Cada tiempo, da igual que sea un mes que una semana, donde se deja la ropa para planchar, o simplemente para organizar y distribuir, aparecen calcetines sin pareja que, por mucho que dilatemos su eliminación, acabamos por tener que tirar.
Es un “misterio” que nunca he sido capaz de desenmascarar, y que creo que no es exclusivo de mi casa.
También es algo que se acepta con normalidad, de modo que quizá requiera de alguna investigación pero no de preocupación.
Pero últimamente hay otra cosa que sí que me ha dado que pensar, aunque no mucho.
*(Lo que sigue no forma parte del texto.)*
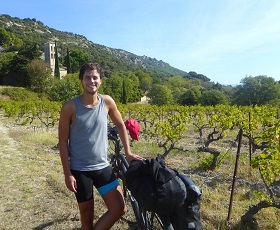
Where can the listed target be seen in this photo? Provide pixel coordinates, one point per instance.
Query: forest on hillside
(128, 77)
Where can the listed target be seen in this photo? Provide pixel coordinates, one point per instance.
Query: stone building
(49, 55)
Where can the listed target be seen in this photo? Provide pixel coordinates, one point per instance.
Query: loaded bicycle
(139, 219)
(187, 217)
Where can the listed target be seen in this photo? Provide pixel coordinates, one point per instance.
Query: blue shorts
(103, 180)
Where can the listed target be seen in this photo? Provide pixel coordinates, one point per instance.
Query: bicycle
(143, 219)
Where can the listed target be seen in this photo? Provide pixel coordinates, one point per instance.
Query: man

Pues, a partir de que uno ha visto ya unos cuantos miles de amaneceres, apenas se preocupa por las cosas que no se pueden explicar de forma fácil; el bagaje de la vida nos orienta hacia lo difícil, hacia lo que nos puede proyectar hacia la inmortalidad. Lo demás es irrelevante.
Y esa cosa es que, de vez en cuando, pues esto no ocurre todas las semanas, aparecen en ese mismo lugar donde se acumulan los calcetines sin pareja, calzoncillos que todos los hombres que pertenecen al entorno de convivencia censado rechazan como suyos. Y es mejor no insistir, es mejor que a las primeras de cambio nos deshagamos de ellos y continuemos nuestra rutina sin más.
Entre otras cosas, o sobretodo, porque son de un tamaño descomunal. Mucho más grandes de los que usamos por aquí. Y ¿para qué complicarse la existencia a estas alturas?, sobre todo cuando eso no nos va a proyectar hacia la inmortalidad del cuerpo, mucho menos del alma (o lo que sea).
Sería estúpido arriesgar cuando no hay beneficio posible en ello, más bien lo contrario, a juzgar por el tamaño de las prendas.
Y ahora que lo pienso, a lo mejor sobran el resto de los argumentos y basta con la última reflexión. Mira por donde me podía haber ahorrado gran parte de la exposición, pues todo era cuestión de tamaño.